Figure 4. Addition of OEG enhances the outgrowth of DRG axons on a myelin substrate. Neurons are identified with anti-β-tubulin immunoreactivity after 24 hours in vitro.

A: For the positive control, DRG are grown on laminin and extend elaborate processes.

B: For the negative control, DRG neurons are grown alone on myelin and extend short neurites (short arrows).

C, D: When OEG from wild-type (C) or L1 mutant (D) mice are co-cultured with DRG neurons on myelin, a higher percentage of longer axons are detected than when DRG are grown on myelin alone (B). Scale A–D = 50 μm.

E: The highest percentage of DRG neurons extends processes on laminin and the lowest, on myelin (mean ± SEM). The presence of OEG from either wild-type or L1 mutant mice significantly enhances the percentage of DRG (wild-type and L1 mutant) that extend axons on myelin. The number of neurons sprouting axons on laminin (P < 0.0001) and OEG (P < 0.0001) substrates are significantly different from those grown alone on a myelin substrate. All are significantly different from laminin (P < 0.02). *Significantly different from myelin (P < 0.0001).

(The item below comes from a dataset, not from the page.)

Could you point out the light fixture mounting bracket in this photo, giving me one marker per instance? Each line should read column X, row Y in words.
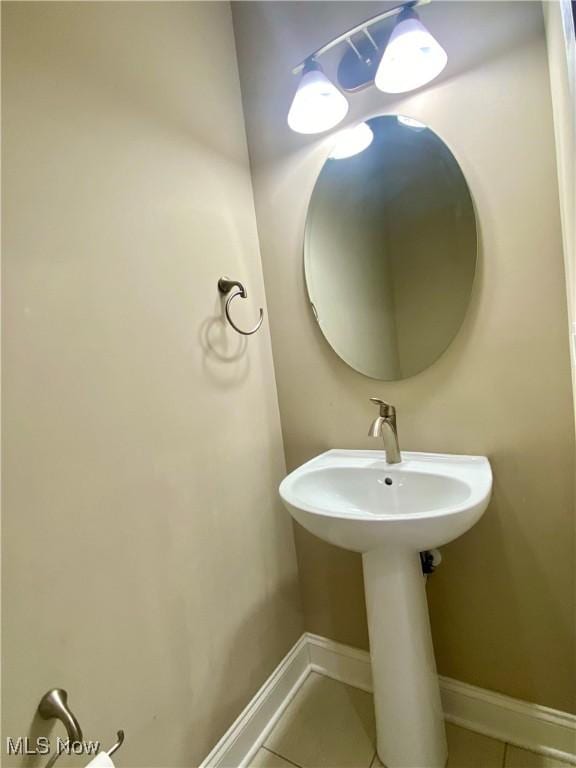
column 358, row 65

F: The average maximal axon length was shortest on myelin alone and longest on laminin. Regardless of genotype, OEG promoted significantly longer DRG axons than when grown on myelin alone. DRG processes grown on laminin (mean ± SEM; P < 0.0001) and on myelin with OEG (P < 0.02) are significantly longer than those grown on myelin alone. All are significantly different from laminin (P < 0.004). *Significantly different from myelin (P < 0.02).